Hergé had spent the war years drawing three of his best strips — "The Crab With the Golden Claws," "The Secret of the Unicorn" and "Red Rackham's Treasure" — for Le Soir, a widely circulated newspaper run by Nazis during the German occupation of Belgium. Afterward, the artist maintained that Tintin had raised Belgian spirits, but the collaborationist taint made him succumb to depression and consider moving to Argentina.
That and an extramarital romance with a beautiful young colleague who became his second wife seem to have been the only storms in an otherwise uneventful life. But Tintinologists keep searching for clues about the psychological makeup of a man whose head resounded with the voices of 228 zany characters: the mad scientist-inventor Professor Calculus, yowling opera singer Bianca Castafiore (Hergé hated opera), Nestor the butler and Tintin's Chinese friend Chang. My favorite place to see them is at the Stockel Metro stop in eastern Brussels, where 140 life-size figures, designed by Hergé shortly before his death, parade on both sides of the platform.
Look! There are Thomson and Thompson, the bumbling detectives who provide comic relief in almost every adventure. Their matching bowler hats have been interpreted as a clue by Tintinologists, because Hergé's father and uncle, like the gumshoes, were twins who always wore bowlers. The Remi brothers were born out of wedlock to a chambermaid in a château, later married off to the gardener. In Brussels, it's still rumored that their real father was King Leopold II, inspiring the character of Capt. Haddock, whose ancestor was the bastard son of King Louis XIV of France.
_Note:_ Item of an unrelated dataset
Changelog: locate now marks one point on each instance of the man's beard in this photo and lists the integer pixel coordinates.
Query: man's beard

For the rest of the back story, told in delightful detail, I visited the Hergé Museum on a trip to Brussels last spring. The building, designed by Pritzker Prize-winning architect Christian de Portzamparc, opened in 2009 in Louvain-la-Neuve. Its two elevated, block-shaped wings are decorated with a giant, full-color frame from the Tintin strip.
A causeway leads inside where visitors claim audio tours or cellphone apps — available in English — to guide them through displays on seemingly every aspect of the artist's life and work, from his creation of Totor, a proto-Tintin, for a Boy Scout magazine in the 1920s, to his midlife crisis in the late 1950s, marked by nightmares in white that inspired the snowy Himalayan backgrounds of "Tintin in Tibet."
Even casual visitors come away with a heightened appreciation of Hergé's style, known as ligne claire, or clear line, for its bold delineation and comic book innovations, including refinement of the speech bubble and cliff-hanger. I learned, as well, about film and TV adaptations of the strip that came before the new motion-capture movie, none of them wholly pleasing to Hergé, who near the end of his life told a biographer that Spielberg was the only director capable of bringing Tintin to the screen.
Other exhibits study the sources for Hergé's plots, often drawn from the news of the day, and his penchant for deep research that gives plausibility to adventures that took the hero to the ocean bottom in a submarine and landed him on the moon in a space capsule 16 years before Apollo 11.
But Blundering Bazookas! It turns out Hergé preferred cats to dogs. Obviously, he never met one like Snowy.